Out he came in a great rage, ordering them about their business, and abusing them roundly. Marthe hurried back to the kitchen, effectually silenced, but Julia remained; she had not got her dismissal yet, and it was imperative she should get it, for there was no telling when the ground rice would be discovered. But she soon got what she wanted; after a very little more inciting, Herr Van de Greutz ordered her out of his house a great deal more peremptorily than she had been ordered out of the Van Heigens'. She was to go at once; she was to pack her things and go, and Marthe was to see that she took nothing but what was her own; she was the most untrustworthy and incompetent pig that the devil ever sent to spoil good food, and steal silver spoons.
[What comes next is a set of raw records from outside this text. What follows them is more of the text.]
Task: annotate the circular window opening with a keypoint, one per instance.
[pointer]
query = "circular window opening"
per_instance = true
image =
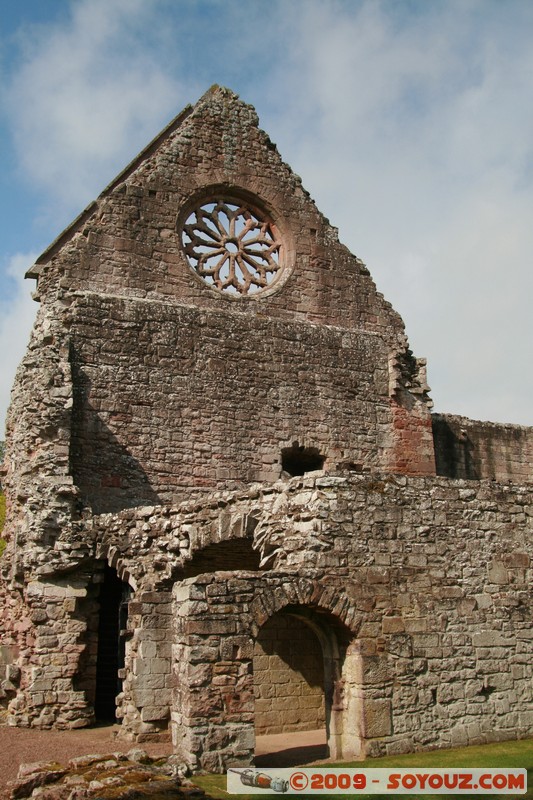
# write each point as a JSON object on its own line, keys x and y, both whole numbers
{"x": 232, "y": 247}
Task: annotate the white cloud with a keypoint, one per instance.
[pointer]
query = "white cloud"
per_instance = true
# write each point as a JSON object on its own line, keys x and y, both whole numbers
{"x": 16, "y": 320}
{"x": 87, "y": 96}
{"x": 410, "y": 124}
{"x": 414, "y": 136}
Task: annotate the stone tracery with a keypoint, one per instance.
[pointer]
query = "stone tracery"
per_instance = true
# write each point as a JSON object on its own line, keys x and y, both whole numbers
{"x": 232, "y": 247}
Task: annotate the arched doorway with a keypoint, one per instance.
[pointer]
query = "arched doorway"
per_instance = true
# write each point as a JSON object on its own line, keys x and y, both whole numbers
{"x": 303, "y": 677}
{"x": 113, "y": 613}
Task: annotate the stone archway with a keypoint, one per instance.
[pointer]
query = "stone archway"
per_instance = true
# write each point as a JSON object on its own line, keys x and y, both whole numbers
{"x": 321, "y": 688}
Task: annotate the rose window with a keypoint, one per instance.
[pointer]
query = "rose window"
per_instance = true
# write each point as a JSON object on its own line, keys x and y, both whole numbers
{"x": 233, "y": 248}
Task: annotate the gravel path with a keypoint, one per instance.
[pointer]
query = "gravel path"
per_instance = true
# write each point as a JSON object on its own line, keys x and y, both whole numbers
{"x": 18, "y": 745}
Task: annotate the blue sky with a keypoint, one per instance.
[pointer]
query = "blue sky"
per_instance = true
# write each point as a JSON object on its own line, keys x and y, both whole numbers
{"x": 410, "y": 122}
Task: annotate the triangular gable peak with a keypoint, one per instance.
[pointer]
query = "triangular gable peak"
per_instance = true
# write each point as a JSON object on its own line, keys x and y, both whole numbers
{"x": 147, "y": 233}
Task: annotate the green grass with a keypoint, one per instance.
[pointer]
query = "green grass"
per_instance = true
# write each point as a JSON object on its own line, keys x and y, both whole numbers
{"x": 500, "y": 754}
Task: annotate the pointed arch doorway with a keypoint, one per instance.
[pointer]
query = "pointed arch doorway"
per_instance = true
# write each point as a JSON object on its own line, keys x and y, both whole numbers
{"x": 113, "y": 613}
{"x": 304, "y": 669}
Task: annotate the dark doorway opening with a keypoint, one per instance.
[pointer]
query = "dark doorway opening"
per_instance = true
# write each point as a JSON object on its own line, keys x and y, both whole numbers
{"x": 113, "y": 598}
{"x": 297, "y": 460}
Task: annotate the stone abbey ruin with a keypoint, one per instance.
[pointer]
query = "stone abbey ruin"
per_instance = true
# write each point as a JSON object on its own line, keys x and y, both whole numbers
{"x": 230, "y": 509}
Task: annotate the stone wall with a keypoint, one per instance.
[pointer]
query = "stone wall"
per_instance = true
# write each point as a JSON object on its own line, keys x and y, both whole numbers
{"x": 288, "y": 677}
{"x": 466, "y": 448}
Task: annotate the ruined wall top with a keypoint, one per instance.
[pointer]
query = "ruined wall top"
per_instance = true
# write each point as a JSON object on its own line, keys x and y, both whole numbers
{"x": 210, "y": 201}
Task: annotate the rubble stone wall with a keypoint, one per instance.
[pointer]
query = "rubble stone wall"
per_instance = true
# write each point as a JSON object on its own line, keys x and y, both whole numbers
{"x": 432, "y": 578}
{"x": 466, "y": 448}
{"x": 172, "y": 399}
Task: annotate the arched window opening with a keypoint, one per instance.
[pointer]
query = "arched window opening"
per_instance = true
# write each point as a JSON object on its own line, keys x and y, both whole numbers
{"x": 297, "y": 459}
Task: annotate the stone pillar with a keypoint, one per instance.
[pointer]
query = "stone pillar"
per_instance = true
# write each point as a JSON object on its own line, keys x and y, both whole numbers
{"x": 213, "y": 707}
{"x": 146, "y": 696}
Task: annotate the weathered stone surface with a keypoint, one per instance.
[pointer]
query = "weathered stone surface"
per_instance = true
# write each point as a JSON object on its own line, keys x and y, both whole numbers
{"x": 188, "y": 468}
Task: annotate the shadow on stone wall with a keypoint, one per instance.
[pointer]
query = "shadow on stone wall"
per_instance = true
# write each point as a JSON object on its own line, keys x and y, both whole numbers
{"x": 109, "y": 477}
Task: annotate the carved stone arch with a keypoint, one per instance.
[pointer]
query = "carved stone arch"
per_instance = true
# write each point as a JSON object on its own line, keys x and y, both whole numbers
{"x": 305, "y": 592}
{"x": 322, "y": 610}
{"x": 113, "y": 557}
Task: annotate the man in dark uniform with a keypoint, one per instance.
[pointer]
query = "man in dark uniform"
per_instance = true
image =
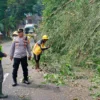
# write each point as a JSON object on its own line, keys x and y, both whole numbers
{"x": 1, "y": 73}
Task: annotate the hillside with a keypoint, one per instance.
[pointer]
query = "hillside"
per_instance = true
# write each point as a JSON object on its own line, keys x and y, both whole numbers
{"x": 74, "y": 31}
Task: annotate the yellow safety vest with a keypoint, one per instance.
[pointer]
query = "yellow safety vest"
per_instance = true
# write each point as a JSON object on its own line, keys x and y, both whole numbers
{"x": 37, "y": 49}
{"x": 0, "y": 51}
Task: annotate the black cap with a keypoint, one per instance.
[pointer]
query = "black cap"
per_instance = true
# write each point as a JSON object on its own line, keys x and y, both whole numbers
{"x": 20, "y": 30}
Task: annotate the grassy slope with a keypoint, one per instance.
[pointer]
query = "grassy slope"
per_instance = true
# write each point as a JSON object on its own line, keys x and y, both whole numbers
{"x": 74, "y": 33}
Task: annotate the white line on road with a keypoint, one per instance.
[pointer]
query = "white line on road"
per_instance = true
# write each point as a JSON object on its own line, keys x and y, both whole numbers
{"x": 5, "y": 76}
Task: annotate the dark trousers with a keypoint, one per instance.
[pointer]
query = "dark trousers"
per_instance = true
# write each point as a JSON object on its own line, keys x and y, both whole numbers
{"x": 24, "y": 64}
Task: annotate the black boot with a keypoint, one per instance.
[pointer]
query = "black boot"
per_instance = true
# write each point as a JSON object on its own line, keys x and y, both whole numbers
{"x": 15, "y": 82}
{"x": 1, "y": 94}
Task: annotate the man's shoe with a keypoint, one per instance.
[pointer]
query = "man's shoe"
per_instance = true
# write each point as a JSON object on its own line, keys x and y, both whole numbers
{"x": 15, "y": 84}
{"x": 3, "y": 96}
{"x": 26, "y": 82}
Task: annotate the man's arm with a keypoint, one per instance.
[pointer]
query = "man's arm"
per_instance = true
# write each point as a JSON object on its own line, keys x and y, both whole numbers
{"x": 29, "y": 49}
{"x": 12, "y": 50}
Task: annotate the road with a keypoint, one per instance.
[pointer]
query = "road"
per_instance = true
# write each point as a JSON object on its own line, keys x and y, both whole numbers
{"x": 36, "y": 90}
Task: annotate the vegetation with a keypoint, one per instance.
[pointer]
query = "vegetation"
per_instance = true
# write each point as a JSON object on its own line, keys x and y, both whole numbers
{"x": 74, "y": 30}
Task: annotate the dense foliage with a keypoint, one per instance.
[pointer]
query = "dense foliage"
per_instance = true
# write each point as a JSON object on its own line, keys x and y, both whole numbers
{"x": 74, "y": 30}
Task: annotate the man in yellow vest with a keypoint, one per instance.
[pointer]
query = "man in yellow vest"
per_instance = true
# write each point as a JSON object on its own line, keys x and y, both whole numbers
{"x": 15, "y": 34}
{"x": 1, "y": 73}
{"x": 39, "y": 47}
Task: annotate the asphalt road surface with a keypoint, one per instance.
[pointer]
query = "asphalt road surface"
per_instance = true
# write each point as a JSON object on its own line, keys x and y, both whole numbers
{"x": 36, "y": 90}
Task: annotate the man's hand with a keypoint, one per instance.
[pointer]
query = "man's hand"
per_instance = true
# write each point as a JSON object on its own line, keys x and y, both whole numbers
{"x": 29, "y": 58}
{"x": 11, "y": 58}
{"x": 48, "y": 47}
{"x": 5, "y": 55}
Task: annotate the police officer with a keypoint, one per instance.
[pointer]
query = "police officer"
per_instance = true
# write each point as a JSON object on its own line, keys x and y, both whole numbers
{"x": 1, "y": 73}
{"x": 18, "y": 52}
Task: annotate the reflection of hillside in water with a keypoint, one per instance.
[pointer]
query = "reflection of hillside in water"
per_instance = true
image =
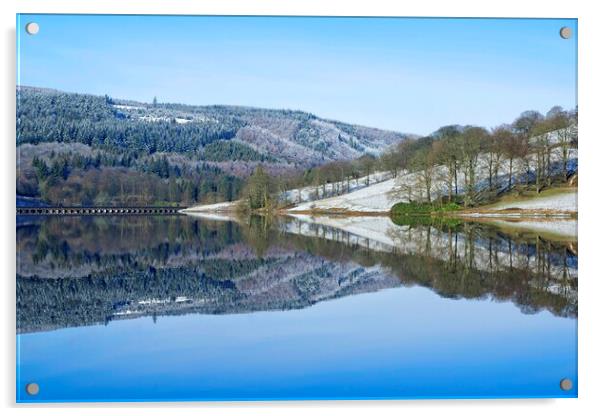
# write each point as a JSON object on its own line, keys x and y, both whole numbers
{"x": 80, "y": 271}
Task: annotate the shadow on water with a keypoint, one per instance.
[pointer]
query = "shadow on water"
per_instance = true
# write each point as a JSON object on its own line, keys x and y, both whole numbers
{"x": 82, "y": 271}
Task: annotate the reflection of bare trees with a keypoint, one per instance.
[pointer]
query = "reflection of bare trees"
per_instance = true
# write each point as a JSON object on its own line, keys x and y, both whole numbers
{"x": 470, "y": 261}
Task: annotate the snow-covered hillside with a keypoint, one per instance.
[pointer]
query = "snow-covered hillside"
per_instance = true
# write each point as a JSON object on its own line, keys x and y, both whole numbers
{"x": 380, "y": 197}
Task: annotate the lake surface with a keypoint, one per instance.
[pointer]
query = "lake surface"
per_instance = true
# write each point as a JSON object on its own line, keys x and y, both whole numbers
{"x": 184, "y": 308}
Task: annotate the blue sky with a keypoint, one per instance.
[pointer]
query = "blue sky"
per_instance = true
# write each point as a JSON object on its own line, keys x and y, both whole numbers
{"x": 406, "y": 74}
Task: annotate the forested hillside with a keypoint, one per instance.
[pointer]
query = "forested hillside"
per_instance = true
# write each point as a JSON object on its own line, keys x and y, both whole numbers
{"x": 76, "y": 149}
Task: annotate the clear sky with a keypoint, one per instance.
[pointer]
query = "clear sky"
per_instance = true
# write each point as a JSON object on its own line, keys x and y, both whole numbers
{"x": 407, "y": 74}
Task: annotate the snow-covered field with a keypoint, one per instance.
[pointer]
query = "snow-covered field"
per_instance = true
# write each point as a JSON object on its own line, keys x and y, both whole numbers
{"x": 559, "y": 202}
{"x": 380, "y": 197}
{"x": 219, "y": 207}
{"x": 374, "y": 198}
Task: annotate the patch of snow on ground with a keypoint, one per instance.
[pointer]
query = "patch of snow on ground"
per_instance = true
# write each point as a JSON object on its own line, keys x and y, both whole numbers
{"x": 559, "y": 202}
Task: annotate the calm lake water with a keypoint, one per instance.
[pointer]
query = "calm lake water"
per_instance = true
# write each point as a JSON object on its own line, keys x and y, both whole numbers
{"x": 183, "y": 308}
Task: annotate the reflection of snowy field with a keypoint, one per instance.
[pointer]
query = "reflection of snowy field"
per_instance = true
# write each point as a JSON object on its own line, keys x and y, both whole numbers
{"x": 374, "y": 198}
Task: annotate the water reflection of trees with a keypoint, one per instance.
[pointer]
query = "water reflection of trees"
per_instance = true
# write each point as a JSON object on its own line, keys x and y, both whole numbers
{"x": 464, "y": 260}
{"x": 85, "y": 271}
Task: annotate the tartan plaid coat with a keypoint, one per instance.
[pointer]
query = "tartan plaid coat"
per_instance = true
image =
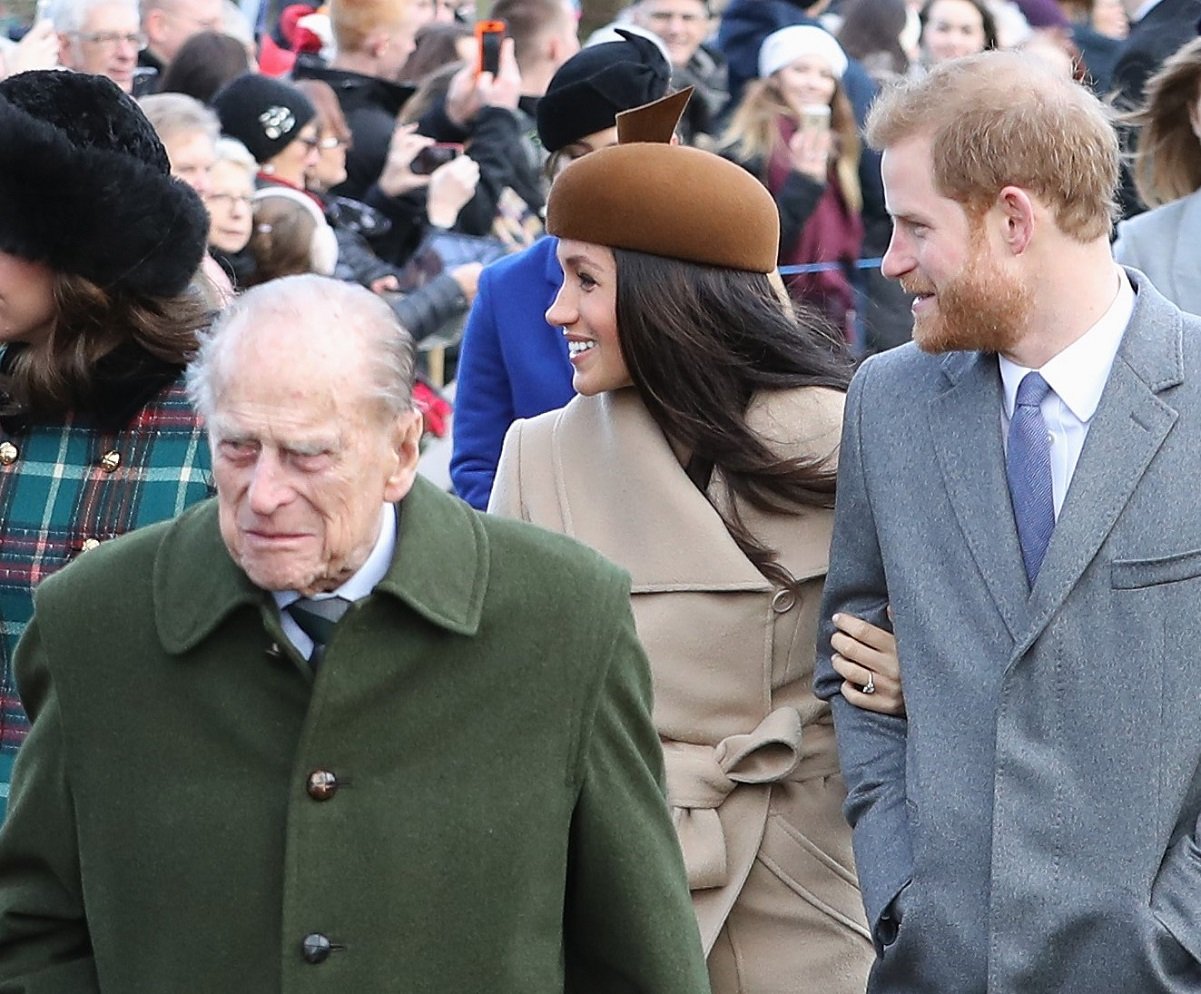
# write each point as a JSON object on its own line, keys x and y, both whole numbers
{"x": 70, "y": 485}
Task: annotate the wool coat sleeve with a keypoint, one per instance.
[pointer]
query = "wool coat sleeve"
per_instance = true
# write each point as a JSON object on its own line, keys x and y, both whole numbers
{"x": 628, "y": 918}
{"x": 45, "y": 947}
{"x": 871, "y": 747}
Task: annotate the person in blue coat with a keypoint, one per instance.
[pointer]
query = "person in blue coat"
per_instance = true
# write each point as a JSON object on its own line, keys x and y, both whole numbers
{"x": 512, "y": 363}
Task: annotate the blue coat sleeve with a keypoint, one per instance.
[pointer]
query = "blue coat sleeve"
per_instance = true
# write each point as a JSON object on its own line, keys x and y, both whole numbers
{"x": 871, "y": 747}
{"x": 483, "y": 401}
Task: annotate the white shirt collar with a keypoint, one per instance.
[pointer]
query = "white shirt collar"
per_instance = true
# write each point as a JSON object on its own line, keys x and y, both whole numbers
{"x": 1079, "y": 373}
{"x": 366, "y": 575}
{"x": 1143, "y": 10}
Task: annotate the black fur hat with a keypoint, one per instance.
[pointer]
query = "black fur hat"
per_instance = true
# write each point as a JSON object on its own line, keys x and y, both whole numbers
{"x": 596, "y": 84}
{"x": 85, "y": 186}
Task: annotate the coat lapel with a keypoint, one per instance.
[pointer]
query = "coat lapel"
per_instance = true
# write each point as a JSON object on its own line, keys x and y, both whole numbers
{"x": 1130, "y": 425}
{"x": 670, "y": 537}
{"x": 1185, "y": 262}
{"x": 965, "y": 424}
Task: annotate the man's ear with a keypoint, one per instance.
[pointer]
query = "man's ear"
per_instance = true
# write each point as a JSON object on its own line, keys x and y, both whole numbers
{"x": 66, "y": 51}
{"x": 376, "y": 43}
{"x": 405, "y": 450}
{"x": 1019, "y": 215}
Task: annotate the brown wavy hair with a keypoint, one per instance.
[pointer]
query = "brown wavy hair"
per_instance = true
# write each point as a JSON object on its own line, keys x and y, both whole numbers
{"x": 57, "y": 373}
{"x": 699, "y": 342}
{"x": 1167, "y": 165}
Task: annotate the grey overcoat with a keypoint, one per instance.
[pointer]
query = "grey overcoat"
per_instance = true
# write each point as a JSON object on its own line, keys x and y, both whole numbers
{"x": 1163, "y": 244}
{"x": 1040, "y": 804}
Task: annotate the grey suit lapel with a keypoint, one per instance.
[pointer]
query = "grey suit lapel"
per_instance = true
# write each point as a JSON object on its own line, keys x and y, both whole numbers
{"x": 966, "y": 426}
{"x": 1185, "y": 264}
{"x": 1128, "y": 429}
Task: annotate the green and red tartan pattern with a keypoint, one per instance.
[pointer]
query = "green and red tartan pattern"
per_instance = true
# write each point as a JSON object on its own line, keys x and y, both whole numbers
{"x": 57, "y": 496}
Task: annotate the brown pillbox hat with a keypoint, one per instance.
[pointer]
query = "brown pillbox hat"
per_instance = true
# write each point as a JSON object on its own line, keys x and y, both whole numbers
{"x": 647, "y": 196}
To this Julia replied by asking for her wages. At first Van de Greutz refused; but Julia, with some effrontery, considering the circumstances, declined to go without them, so eventually he thought better of it and paid her. After that she and Marthe went up-stairs, and she packed and Marthe looked on, closely scrutinising everything. When all was done, and she herself dressed, she walked out of the house, with the formula fastened inside her cuff, and the explosive balanced on her head. And the old man who did the rough work about the place came with her, wheeling her luggage on a barrow as far as the gate. Here he shot it out, and left her to wait till she might hail some passing cart, and so get herself conveyed to the town.